The Balance Transfer Fee
Almost every balance transfer offer charges a fee: typically 3-5% of the amount transferred. On a $5,000 transfer, that's $150-250 upfront.
This fee is worth paying if it saves you more in interest than the fee costs. For example:
- $5,000 at 22% APR for 12 months = ~$1,100 in interest
- Balance transfer fee at 3% = $150
- Net savings: $950
Even if you pay a 5% transfer fee ($250), you're still saving $850 on a $5,000 balance. The math almost always works in your favor for high-interest debt.
Some cards offer 0% transfer fees during promotional windows. These are worth seeking out.
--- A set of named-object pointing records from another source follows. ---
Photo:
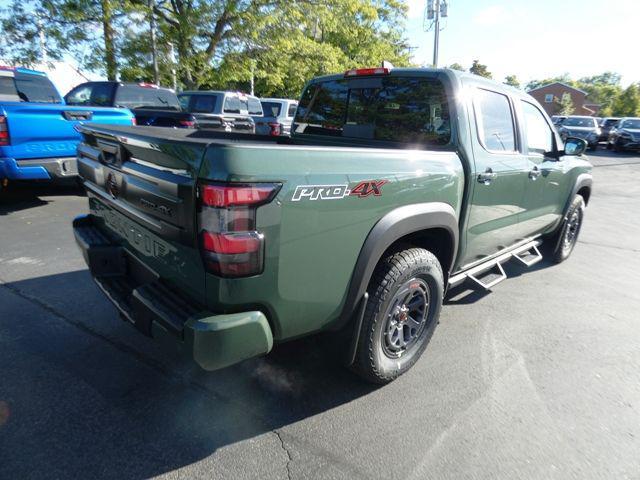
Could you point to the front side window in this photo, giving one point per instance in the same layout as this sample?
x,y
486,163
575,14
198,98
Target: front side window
x,y
579,122
398,109
539,135
36,88
495,121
Best Balance Transfer Credit Cards (2026)
Card offers change frequently, so always verify current terms. Look for:
Longest 0% periods: Many premium balance transfer cards now offer 18-21 months of 0% APR. More time = more flexibility if you need it.
Key factors to compare:
- Length of 0% promotional period (longer is better)
- Balance transfer fee (3% is standard; some cards offer lower)
- Regular APR after promotional period (matters if you don't pay it all off)
- Whether you can also earn rewards on new purchases
Cards with strong balance transfer offers frequently include options from Citi, Wells Fargo, US Bank, and various others — search "best balance transfer cards 2026" for current rankings.
The Rules You Must Follow
Rule 1: Don't use the card for new purchases (usually).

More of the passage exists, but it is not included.